Stay at Home Dads

I remember a significant amount of peer pressure and questions surrounding my decision to return to work on a part-time basis versus returning to my full-time position as manager.  Some people even questioned why I would want to go back to work at all when my son was under one-year-old.

Luckily for me, when I started back to work I got to “job-share” with another parent who was technically the “stay-at-home parent,” and we joked that he was my “work husband” and that we not only job-shared but “child-care-shared” as well—to my mind, it was a perfect arrangement.

What shocked me was NOT the controversy surrounding my private decision to return to work only a few days a week. It was, rather, the incessant teasing that my poor “work partner” experienced.  It was as if it was “open season” on his masculinity—he was targeted for being the primary caregiver to his two boys.

Watching him being repeatedly teased about “who wears the pants in the family” — both at home and at work — opened my eyes to a subject we rarely discuss: stay-at-home dads.

By the way, his answer to “who wears the pants” was always, “Actually I wear shorts, and my wife left early this morning before the boys and I got up, so I have no idea what she was wearing, would you like me to call her?”

It wasn’t uncommon for me to receive a text enquiring if I was wearing pants, so he could answer those ever-persistent daily questions from staff and clients—playing with the invention of me as his “work wife.”

How to Own the Non-Traditional Family Unit

Unfortunately, when we see dads out shopping with the kids, or going to parent and tot classes many of us think, “How delightful that Dad is giving Mom a break today.” The number of stay-at-home dads  (SAHDs) is growing. According to Census Canada, the number of SAHDs has doubled since the 1970’s. Now whether this trend is due to economics; or that Mom enjoys her career; or that it makes sense for your family for some other reason—at the end of the day, it just has to work

One of the most challenging things for dads is how their community of peers, older male community members and friends like to make jokes about who the leader of the family is.  After all, nowadays we all know it’s the children!   It’s worth posing the question “Are there enough parent and tot programs?”  (As opposed to mom and me programs, mother’s morning out programs, etc.)  As a SAHD, it can be a real challenge pushing into a community program peopled by young mom’s and their babies—no matter how killer your cookie recipe!  (Although everything helps!)  Creating more inclusive language around parenting programs and resources can create a more comfortable place to meet each other for all parents—providing interesting possibilities, perspectives, and connections for our children, and contributing to building our community.

Last time I looked, all gender identities were able to parent, and there are no gender-based criteria involved in being a great domestic engineer.

Similarly, a working mom has to be prepared—when she goes to those school and team events to watch her children—to stand into her role with confidence. “Yes I work full time to support my family,” and “No, that doesn’t mean: “ that I miss out, or that I’m uncaring, nor that my partner is a ”Good Dad” and I’m the “Bad Mom.” It means that the family is being cared for financially, and the children are happy and healthy, and it works, just like it can work with mom at home and dad at work, or when both mom and dad have to work.

The Financial Warnings of the effects of the Man staying home versus the Woman

Here’s an interesting quote from Time Magazine from May 2014:

We know that women already pay a price for taking a leave of absence from the workforce.
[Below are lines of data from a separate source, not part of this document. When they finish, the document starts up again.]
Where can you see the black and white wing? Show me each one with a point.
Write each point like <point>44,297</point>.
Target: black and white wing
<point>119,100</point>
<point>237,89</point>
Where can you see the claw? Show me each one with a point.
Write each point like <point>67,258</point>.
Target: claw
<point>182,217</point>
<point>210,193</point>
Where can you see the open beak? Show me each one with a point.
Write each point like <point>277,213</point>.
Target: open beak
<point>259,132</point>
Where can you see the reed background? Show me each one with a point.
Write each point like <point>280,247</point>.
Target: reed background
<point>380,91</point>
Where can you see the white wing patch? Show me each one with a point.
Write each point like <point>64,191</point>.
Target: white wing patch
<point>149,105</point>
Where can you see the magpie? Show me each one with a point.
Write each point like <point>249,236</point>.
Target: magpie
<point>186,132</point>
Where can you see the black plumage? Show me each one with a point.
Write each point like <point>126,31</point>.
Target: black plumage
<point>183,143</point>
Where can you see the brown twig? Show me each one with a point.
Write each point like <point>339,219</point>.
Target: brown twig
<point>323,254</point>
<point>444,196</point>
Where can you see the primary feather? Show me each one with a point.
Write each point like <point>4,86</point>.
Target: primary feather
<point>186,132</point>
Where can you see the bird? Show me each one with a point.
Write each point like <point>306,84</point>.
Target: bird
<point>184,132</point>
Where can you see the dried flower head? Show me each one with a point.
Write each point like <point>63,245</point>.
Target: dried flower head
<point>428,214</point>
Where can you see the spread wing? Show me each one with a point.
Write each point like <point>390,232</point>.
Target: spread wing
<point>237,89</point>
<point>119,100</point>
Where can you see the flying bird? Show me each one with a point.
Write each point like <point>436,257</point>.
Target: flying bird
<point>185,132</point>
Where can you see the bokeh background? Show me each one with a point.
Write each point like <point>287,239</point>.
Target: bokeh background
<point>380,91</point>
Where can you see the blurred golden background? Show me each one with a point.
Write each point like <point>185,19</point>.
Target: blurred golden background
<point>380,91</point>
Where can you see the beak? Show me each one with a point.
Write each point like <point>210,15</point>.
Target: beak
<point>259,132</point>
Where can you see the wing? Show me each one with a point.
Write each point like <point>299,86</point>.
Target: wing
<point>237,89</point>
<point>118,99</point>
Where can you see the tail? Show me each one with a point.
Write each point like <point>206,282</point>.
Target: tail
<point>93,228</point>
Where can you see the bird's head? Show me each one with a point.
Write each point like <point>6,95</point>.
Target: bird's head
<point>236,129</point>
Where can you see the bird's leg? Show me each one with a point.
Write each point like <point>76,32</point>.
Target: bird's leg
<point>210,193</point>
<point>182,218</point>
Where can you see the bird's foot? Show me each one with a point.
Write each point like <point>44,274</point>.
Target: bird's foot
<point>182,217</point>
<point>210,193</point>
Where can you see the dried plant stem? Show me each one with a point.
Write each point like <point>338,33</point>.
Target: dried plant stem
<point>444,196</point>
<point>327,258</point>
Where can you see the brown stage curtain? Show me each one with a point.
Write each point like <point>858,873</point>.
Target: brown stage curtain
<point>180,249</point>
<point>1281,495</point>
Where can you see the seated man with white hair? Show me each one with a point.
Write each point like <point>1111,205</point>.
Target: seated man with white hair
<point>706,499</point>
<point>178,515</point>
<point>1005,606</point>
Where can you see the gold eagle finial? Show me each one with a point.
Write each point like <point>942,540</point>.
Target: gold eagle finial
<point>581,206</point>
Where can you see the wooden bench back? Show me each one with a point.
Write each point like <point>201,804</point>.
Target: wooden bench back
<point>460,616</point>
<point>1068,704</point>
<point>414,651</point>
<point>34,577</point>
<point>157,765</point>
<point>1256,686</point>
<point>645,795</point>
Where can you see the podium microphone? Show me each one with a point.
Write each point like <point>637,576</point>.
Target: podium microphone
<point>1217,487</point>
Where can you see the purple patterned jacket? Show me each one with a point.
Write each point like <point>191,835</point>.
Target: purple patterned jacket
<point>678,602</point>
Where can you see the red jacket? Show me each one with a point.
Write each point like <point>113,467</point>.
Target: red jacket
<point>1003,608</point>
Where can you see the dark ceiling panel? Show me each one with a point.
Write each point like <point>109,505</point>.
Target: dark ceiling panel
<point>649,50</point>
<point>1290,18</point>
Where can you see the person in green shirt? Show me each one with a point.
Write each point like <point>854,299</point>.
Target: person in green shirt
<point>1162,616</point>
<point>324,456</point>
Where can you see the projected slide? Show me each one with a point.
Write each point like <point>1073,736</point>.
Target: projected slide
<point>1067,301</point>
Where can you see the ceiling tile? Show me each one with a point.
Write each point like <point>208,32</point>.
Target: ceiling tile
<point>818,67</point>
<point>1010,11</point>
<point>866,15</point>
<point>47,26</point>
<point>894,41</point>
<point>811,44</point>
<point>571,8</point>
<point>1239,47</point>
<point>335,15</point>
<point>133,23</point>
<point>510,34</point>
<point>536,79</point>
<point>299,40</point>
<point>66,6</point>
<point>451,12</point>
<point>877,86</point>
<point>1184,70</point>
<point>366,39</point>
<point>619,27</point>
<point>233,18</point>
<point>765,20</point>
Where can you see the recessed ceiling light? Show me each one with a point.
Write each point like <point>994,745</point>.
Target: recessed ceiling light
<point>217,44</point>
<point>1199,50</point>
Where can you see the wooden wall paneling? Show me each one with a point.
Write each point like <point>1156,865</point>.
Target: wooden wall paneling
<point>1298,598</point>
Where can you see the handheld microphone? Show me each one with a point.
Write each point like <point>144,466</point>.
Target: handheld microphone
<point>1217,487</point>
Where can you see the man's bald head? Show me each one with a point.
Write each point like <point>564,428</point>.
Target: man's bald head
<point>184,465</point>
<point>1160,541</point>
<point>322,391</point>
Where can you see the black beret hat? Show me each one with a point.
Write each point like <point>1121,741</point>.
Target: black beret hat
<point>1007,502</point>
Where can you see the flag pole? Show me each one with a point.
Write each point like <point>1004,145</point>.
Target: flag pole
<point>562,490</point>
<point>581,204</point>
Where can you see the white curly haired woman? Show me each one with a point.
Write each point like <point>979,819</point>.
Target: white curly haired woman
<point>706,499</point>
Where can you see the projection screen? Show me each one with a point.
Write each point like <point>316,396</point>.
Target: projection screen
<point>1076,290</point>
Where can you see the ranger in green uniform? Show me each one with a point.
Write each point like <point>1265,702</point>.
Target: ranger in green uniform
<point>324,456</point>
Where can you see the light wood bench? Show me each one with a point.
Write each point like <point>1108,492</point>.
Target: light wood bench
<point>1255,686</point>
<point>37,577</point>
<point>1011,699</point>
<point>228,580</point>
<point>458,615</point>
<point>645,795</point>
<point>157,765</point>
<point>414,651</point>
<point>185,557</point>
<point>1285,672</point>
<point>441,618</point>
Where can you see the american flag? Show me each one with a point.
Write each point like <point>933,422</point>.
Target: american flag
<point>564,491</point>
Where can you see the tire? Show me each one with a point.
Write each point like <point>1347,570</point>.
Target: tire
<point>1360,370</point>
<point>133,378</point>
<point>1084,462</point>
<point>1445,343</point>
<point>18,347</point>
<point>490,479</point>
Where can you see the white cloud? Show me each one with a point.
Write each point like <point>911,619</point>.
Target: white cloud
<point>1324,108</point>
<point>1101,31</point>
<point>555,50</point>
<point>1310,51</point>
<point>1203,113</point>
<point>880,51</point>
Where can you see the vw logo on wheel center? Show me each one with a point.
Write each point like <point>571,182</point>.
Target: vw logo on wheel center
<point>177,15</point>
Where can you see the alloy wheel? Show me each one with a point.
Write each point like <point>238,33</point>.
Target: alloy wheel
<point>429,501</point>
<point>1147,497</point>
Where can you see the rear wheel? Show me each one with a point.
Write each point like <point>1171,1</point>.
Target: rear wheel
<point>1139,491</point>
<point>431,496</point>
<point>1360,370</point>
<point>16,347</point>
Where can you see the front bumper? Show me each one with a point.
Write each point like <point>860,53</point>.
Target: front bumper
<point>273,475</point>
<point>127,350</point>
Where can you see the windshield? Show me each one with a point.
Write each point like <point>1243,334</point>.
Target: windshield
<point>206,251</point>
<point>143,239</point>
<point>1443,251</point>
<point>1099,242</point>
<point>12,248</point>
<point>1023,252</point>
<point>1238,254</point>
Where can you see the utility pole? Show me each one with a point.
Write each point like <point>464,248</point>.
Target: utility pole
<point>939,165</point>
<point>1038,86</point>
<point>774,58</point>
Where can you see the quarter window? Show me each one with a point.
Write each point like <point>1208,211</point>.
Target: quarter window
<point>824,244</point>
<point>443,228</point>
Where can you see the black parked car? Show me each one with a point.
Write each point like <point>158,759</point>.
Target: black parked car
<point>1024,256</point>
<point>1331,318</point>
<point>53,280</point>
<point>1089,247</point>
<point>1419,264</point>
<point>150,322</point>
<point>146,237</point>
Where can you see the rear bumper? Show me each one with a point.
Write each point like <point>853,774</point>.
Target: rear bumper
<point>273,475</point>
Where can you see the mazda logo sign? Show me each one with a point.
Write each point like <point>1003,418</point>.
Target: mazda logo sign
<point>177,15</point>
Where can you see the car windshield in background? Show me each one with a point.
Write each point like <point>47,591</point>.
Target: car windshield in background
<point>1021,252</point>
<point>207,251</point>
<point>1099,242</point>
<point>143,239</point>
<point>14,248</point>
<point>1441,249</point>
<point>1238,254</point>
Sheryl Sandberg points out in her book, Lean In, that “Women’s average annual earnings decrease by 20 percent if they are out of the workforce for just one year…30 percent after two to three years, which is the average amount of time professional women off-ramp from the workforce.  Research suggests that the penalty may be even greater for men who temporarily exit the workforce. One study found that dads who left work for even a short period to cater to domestic matters earned lower evaluations and more negative performance ratings at work than women who opted out.

When I first read the article title, “Don’t Let Your Husband be a Stay-at-Home-Dad” I thought it was a tongue-in-cheek rant, but it turned out that it wasn’t a light-hearted article, and in my opinion, it has a strange, almost threatening tone to it.

On which basis, I have to ask: “What?” and “Really?”

Maybe ‘Performance Ratings’ and ‘Reward Recommendations’ were not affected for women because we receive less recognition to begin with? And the men’s performance reviews may have been affected because we still talk in terms of traditional roles instead of parental responsibilities? Whatever the case,  “scary” news headlines will only serve to cast doubt on a couple’s private decision regarding creating a viable, responsible, healthy family unit: a decision which is in every family and community members’ interest to support, whatever arrangements are settled on by an individual family— Stay-at-Home-Dad or no.